A infiltração de um agente policial não depende necessariamente de um conhecimento aprofundado sobre a tecnologia da informação e outras disciplinas correlatas. Na verdade, é necessário que haja um grande conhecimento sobre a denominada engenharia social, de forma que seja possível ingressar nesses grupos de criminosos, bem como obter informações sensíveis sobre seus integrantes.
De acordo com WENDT e JORGE:
A engenharia social pode também ser utilizada no âmbito da investigação criminal. Um exemplo muito comum se apresenta nas situações em que o policial se infiltra em uma organização criminosa para coletar indícios sobre a prática de crimes. Nesses casos são utilizadas técnicas de engenharia social para que seja coletado o maior número de informações.
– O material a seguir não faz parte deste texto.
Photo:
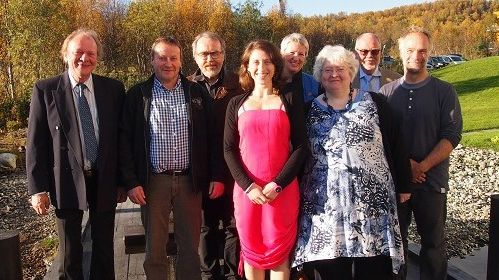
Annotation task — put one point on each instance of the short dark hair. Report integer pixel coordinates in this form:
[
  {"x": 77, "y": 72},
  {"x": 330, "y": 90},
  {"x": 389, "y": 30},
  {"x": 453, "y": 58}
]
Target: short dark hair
[
  {"x": 170, "y": 40},
  {"x": 245, "y": 79},
  {"x": 209, "y": 35}
]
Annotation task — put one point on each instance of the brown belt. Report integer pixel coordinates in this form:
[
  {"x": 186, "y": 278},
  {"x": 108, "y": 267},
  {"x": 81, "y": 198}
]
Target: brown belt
[
  {"x": 89, "y": 174},
  {"x": 176, "y": 172}
]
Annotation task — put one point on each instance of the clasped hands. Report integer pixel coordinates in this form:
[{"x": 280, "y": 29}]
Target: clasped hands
[
  {"x": 259, "y": 195},
  {"x": 418, "y": 172}
]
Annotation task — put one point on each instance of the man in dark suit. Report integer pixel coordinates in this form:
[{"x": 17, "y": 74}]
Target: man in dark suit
[
  {"x": 370, "y": 76},
  {"x": 71, "y": 155}
]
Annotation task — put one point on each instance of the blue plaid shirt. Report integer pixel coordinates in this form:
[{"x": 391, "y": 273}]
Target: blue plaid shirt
[{"x": 169, "y": 128}]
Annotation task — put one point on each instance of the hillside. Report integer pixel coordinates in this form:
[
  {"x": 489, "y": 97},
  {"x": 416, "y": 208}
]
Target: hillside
[{"x": 477, "y": 84}]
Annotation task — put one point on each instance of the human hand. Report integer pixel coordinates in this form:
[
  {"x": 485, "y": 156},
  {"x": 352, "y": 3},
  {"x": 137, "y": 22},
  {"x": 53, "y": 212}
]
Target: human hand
[
  {"x": 269, "y": 191},
  {"x": 121, "y": 195},
  {"x": 41, "y": 203},
  {"x": 418, "y": 175},
  {"x": 256, "y": 196},
  {"x": 403, "y": 197},
  {"x": 137, "y": 195},
  {"x": 216, "y": 190}
]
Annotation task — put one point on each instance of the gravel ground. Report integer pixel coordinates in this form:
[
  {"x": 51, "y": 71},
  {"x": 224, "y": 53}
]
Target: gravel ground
[
  {"x": 37, "y": 234},
  {"x": 474, "y": 177}
]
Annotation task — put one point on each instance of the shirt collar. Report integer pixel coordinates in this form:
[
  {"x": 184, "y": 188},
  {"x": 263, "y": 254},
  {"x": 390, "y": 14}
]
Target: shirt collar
[
  {"x": 200, "y": 77},
  {"x": 89, "y": 83},
  {"x": 363, "y": 74}
]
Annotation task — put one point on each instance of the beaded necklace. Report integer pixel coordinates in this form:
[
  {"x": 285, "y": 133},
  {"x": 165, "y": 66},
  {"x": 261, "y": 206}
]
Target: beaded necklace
[{"x": 330, "y": 108}]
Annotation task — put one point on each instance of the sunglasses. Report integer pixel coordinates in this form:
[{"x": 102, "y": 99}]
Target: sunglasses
[{"x": 373, "y": 52}]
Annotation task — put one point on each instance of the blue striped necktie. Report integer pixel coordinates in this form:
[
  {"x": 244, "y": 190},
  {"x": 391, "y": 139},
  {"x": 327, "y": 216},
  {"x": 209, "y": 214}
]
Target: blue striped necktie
[{"x": 87, "y": 125}]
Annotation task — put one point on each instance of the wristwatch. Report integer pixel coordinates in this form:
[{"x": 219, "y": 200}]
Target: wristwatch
[{"x": 278, "y": 189}]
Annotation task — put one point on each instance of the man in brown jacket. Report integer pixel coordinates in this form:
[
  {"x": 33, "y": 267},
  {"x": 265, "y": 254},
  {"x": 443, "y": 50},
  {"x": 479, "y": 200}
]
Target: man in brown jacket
[{"x": 220, "y": 86}]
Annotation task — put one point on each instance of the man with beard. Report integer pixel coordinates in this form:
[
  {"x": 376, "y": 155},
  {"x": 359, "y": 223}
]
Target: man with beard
[
  {"x": 370, "y": 76},
  {"x": 72, "y": 155},
  {"x": 431, "y": 124},
  {"x": 220, "y": 86}
]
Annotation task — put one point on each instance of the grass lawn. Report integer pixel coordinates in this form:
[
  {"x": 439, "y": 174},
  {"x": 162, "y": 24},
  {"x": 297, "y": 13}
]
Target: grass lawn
[
  {"x": 477, "y": 84},
  {"x": 482, "y": 139}
]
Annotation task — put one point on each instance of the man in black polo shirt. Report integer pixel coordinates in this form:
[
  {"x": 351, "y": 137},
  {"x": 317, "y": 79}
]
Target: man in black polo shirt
[{"x": 432, "y": 126}]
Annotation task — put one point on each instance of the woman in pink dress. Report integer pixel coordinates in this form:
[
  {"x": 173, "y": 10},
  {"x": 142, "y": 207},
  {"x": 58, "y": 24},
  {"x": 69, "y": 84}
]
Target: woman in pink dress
[{"x": 265, "y": 146}]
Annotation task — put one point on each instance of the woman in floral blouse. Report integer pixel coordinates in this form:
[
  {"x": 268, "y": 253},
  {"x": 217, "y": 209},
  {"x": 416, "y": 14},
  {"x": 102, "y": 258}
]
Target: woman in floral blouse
[{"x": 356, "y": 167}]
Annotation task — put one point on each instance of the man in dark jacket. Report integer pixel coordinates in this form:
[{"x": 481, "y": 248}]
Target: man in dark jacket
[
  {"x": 72, "y": 154},
  {"x": 164, "y": 159},
  {"x": 220, "y": 86}
]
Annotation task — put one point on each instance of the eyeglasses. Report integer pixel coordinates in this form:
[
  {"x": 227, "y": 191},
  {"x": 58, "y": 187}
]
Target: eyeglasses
[
  {"x": 373, "y": 52},
  {"x": 331, "y": 70},
  {"x": 213, "y": 55}
]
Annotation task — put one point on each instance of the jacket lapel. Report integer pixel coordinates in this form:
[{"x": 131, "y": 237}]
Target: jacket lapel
[
  {"x": 63, "y": 98},
  {"x": 102, "y": 117}
]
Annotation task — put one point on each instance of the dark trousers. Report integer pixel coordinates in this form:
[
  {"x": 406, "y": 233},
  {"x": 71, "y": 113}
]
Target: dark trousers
[
  {"x": 212, "y": 237},
  {"x": 366, "y": 268},
  {"x": 430, "y": 212},
  {"x": 70, "y": 244},
  {"x": 163, "y": 193}
]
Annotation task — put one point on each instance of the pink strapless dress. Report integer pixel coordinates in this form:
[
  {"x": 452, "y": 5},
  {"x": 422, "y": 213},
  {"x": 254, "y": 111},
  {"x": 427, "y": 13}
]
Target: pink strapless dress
[{"x": 267, "y": 232}]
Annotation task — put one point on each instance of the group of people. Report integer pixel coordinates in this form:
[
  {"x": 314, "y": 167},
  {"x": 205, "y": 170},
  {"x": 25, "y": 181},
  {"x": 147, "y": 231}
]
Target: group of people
[{"x": 302, "y": 175}]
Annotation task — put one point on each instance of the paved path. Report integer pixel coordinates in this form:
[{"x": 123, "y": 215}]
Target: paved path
[{"x": 130, "y": 266}]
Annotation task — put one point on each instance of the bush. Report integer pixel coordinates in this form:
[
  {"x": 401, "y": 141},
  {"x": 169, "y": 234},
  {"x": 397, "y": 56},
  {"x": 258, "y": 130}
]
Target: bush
[
  {"x": 14, "y": 113},
  {"x": 13, "y": 125}
]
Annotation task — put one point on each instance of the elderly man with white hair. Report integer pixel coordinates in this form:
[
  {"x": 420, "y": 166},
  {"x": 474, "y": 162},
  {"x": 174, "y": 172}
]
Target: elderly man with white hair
[
  {"x": 356, "y": 170},
  {"x": 294, "y": 51}
]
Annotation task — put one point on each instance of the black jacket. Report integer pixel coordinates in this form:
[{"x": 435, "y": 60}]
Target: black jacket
[
  {"x": 218, "y": 98},
  {"x": 135, "y": 141},
  {"x": 393, "y": 143}
]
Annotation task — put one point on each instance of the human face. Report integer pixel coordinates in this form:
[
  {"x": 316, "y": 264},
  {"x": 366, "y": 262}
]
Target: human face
[
  {"x": 294, "y": 57},
  {"x": 414, "y": 52},
  {"x": 261, "y": 68},
  {"x": 335, "y": 77},
  {"x": 166, "y": 63},
  {"x": 209, "y": 57},
  {"x": 369, "y": 53},
  {"x": 81, "y": 57}
]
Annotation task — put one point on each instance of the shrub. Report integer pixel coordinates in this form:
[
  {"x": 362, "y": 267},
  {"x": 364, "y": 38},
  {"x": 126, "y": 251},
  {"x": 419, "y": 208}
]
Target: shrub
[{"x": 13, "y": 125}]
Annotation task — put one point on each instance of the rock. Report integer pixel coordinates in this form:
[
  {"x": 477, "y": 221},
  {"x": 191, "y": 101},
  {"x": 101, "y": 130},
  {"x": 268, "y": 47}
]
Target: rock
[{"x": 8, "y": 161}]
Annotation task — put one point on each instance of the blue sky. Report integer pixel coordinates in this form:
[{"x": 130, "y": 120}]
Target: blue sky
[{"x": 323, "y": 7}]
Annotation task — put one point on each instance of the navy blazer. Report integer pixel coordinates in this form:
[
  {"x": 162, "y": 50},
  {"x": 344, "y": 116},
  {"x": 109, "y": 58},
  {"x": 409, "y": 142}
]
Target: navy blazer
[{"x": 54, "y": 156}]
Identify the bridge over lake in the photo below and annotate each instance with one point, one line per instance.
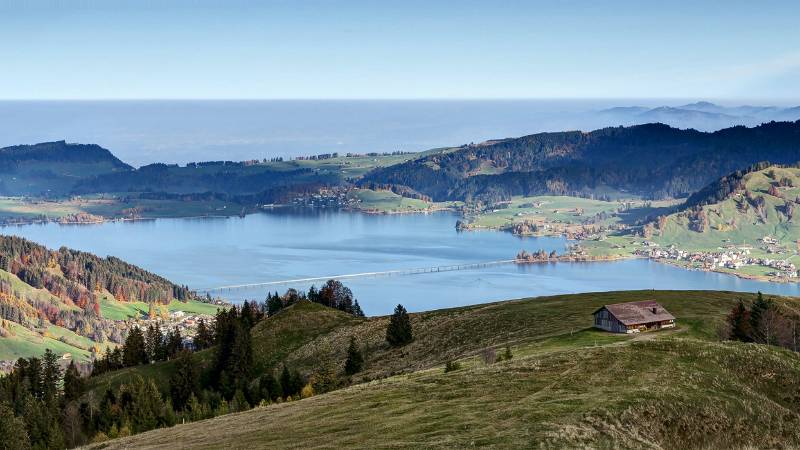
(386, 273)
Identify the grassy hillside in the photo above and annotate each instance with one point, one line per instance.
(567, 386)
(53, 168)
(75, 302)
(651, 160)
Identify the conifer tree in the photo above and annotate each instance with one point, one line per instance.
(134, 351)
(73, 383)
(13, 435)
(399, 333)
(354, 358)
(185, 381)
(357, 311)
(51, 376)
(757, 311)
(739, 322)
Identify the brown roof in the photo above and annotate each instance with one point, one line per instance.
(634, 313)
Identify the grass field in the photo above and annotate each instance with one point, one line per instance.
(112, 206)
(24, 343)
(389, 203)
(566, 210)
(566, 387)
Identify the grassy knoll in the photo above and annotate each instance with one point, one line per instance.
(24, 343)
(313, 338)
(734, 221)
(564, 210)
(116, 310)
(112, 206)
(566, 386)
(388, 202)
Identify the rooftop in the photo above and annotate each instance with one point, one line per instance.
(633, 313)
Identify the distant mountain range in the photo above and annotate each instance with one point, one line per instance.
(703, 116)
(652, 160)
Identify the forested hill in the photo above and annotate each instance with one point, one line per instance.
(64, 299)
(53, 168)
(59, 151)
(652, 160)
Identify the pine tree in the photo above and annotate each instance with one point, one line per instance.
(204, 337)
(399, 333)
(51, 376)
(354, 358)
(154, 343)
(357, 311)
(73, 383)
(286, 382)
(174, 343)
(134, 351)
(739, 322)
(13, 435)
(757, 311)
(185, 381)
(274, 304)
(239, 402)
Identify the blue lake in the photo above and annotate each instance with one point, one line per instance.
(291, 244)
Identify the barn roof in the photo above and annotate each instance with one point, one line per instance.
(634, 313)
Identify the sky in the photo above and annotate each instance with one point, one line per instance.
(318, 49)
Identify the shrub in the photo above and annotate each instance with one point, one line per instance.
(489, 356)
(451, 366)
(399, 333)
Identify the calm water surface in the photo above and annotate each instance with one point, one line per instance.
(289, 244)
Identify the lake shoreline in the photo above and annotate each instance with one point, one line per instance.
(372, 212)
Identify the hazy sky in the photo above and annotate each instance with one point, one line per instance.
(401, 49)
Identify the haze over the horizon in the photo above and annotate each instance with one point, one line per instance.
(361, 50)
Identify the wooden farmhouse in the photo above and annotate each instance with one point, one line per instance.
(633, 317)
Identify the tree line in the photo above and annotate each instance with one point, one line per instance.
(763, 322)
(45, 407)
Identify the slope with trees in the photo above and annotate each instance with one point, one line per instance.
(654, 161)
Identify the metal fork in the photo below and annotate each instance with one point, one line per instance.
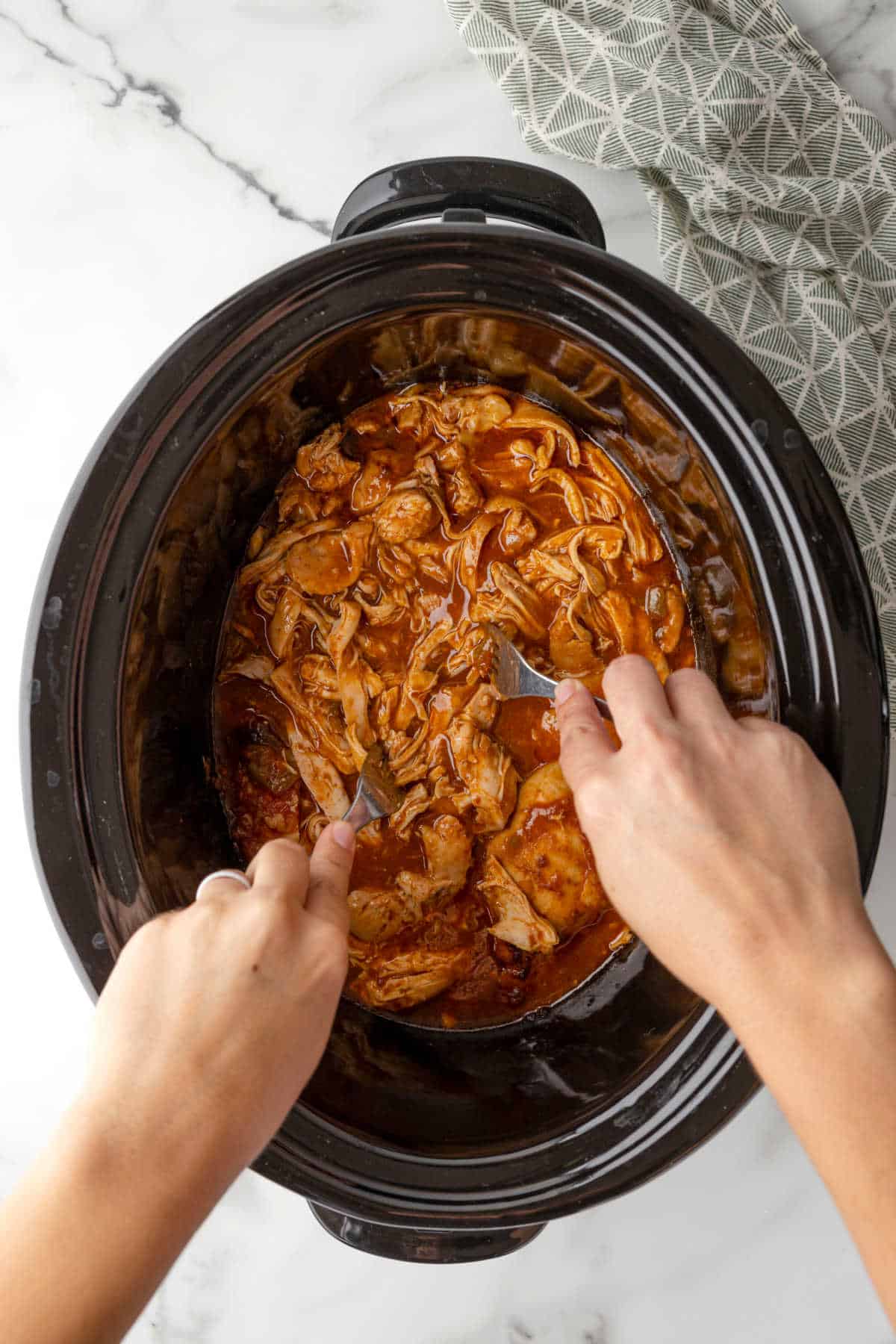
(376, 793)
(514, 678)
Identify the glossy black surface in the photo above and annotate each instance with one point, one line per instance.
(464, 191)
(406, 1127)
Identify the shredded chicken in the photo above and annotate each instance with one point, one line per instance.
(516, 921)
(361, 617)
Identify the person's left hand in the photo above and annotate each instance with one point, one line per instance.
(215, 1016)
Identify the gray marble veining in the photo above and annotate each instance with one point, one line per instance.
(155, 158)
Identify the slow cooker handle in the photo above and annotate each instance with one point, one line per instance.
(465, 191)
(422, 1246)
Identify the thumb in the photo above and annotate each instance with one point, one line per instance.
(329, 871)
(585, 745)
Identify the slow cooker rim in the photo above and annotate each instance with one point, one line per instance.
(208, 329)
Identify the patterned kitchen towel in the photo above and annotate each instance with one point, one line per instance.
(773, 194)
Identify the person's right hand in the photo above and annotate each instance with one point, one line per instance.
(724, 843)
(215, 1016)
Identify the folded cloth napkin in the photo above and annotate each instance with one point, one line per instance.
(773, 194)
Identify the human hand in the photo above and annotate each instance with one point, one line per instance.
(215, 1016)
(724, 843)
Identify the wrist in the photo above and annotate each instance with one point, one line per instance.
(179, 1159)
(815, 979)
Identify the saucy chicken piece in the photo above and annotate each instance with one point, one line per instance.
(516, 921)
(323, 465)
(329, 564)
(361, 617)
(413, 977)
(488, 774)
(546, 853)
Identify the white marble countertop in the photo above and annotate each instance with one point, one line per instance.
(156, 156)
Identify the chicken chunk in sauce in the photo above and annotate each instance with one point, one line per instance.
(361, 616)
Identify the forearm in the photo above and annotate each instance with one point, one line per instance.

É, dentre outros termos, a engenharia social contra o crime.
Existem diversas ferramentas na internet que facilitam a utilização da engenharia social e passam a buscar, de modo automatizado, informações sobre os alvos de interesse dos eventuais cibercriminosos[12].
Ainda de acordo com os autores:
As principais técnicas utilizadas pelos engenheiros sociais são baseadas na manipulação da emoção de seus “alvos”. Assim, trabalham principalmente com o medo, a ganância, a simpatia e, por último, a curiosidade. O usuário de internet, motivado por essas circunstâncias, acaba prestando informações que não devia ou clica em links que direcionam a sites de conteúdo malicioso e/ou para execução de algum código maléfico em sua máquina.
Outro aspecto a destacar sobre a engenharia social é a utilização do chamado efeito saliência: quando o criminoso usa, para chamar a atenção de suas potenciais vítimas, algum assunto que está em destaque na mídia mundial, nacional e/ou regional, como a morte de um ator famoso, um acidente de grandes proporções etc.
Por último, procurando traçar didaticamente o tema, outra característica da engenharia social é a ancoragem, quando os criminosos virtuais utilizam, para dar credibilidade aos seus atos, imagens de empresas de mídia, de bancos, de órgãos públicos etc.
Nota-se, pelo contexto apresentado, que essa nova técnica de investigação é extremamente valiosa no combate a uma criminalidade especializada, qual seja, aquela que se desenvolve por meio da Internet. Por tudo isso, temos a convicção de que a infiltração virtual de agentes, diferentemente da técnica genérica prevista na Lei 12.850/13, tem aptidão para alcançar resultados imediatos na concretização da justiça.